Indeed, the week of the LSU game Croom told reporters that Relf was being prepared to play then. As it turned out Lee got his first college start and played well in a competitive game where there was never any need or promising opportunity to change quarterbacks. The Vanderbilt game was too tight to make such a move, and while Lee was lifted after consecutive interception-return touchdowns at Tennessee veteran Carroll got all the mop-up duty.

Relf did play briefly in the home win against Southeastern Louisiana, his only college action to-date. Might he return to active duty this week? The setting has to be right, Croom insists. Not just for the team as a whole, but for Relf's own good.

"You'd like to be up a touchdown or ten points, you're comfortable with him in there and if a mistake is made it won't kill you." Or equally, kills Relf's confidence. "We just haven't been in that situation to take advantage of that. Because he does have some skills that we would like to take advantage of.

The coach means the physical skills Relf showed at Carver High in Montgomery, Ala. What has delayed development is that Relf actually had rather limited experience as a prep quarterback, and none in a system that prepared him for college-style offense. So when Mississippi State offered the scholarship Relf was instructed, Croom said, it would be two years before anything was expected of him as a quarterback.

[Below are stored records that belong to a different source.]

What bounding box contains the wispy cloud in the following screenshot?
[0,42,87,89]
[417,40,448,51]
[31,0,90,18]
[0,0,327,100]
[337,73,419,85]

"He understands that. We told him that when we brought him in. The guy was a wide receiver, he moved to quarterback his senior year. Physically he is the kind of guy we're looking for; big guy that can run and throw. No question the talent is there." Now it's just a matter of finding the best way to take advantage of those gifts. "There may be a point in insert him," Croom said. "The key is we're at such a fine point we don't want to put him in situations where the ball is turned over, he gets down on himself, and it creates problems."

INJURY UPDATE: Along with Brignone, other Bulldogs being protected in this week's practices are WR Brandon McRae, TE Brandon Henderson, DE Brandon Cooper, and DE Jimmie Holmes. Only the latter was expected to miss Tuesday practice as he recovers from a calf contusion suffered last Wednesday. "He's a lot better than he was going into the game Saturday," Croom said. "It's just precautionary, he'll be able to go."

And as usual HB Anthony Dixon's work-week will be shortened to keep down the wear-and-tear.

Also, three players--starting LG Anthony Strauder, S De'Mon Glanton, and LT Chris Spencer--missed much of Tuesday's practice to take an afternoon exam.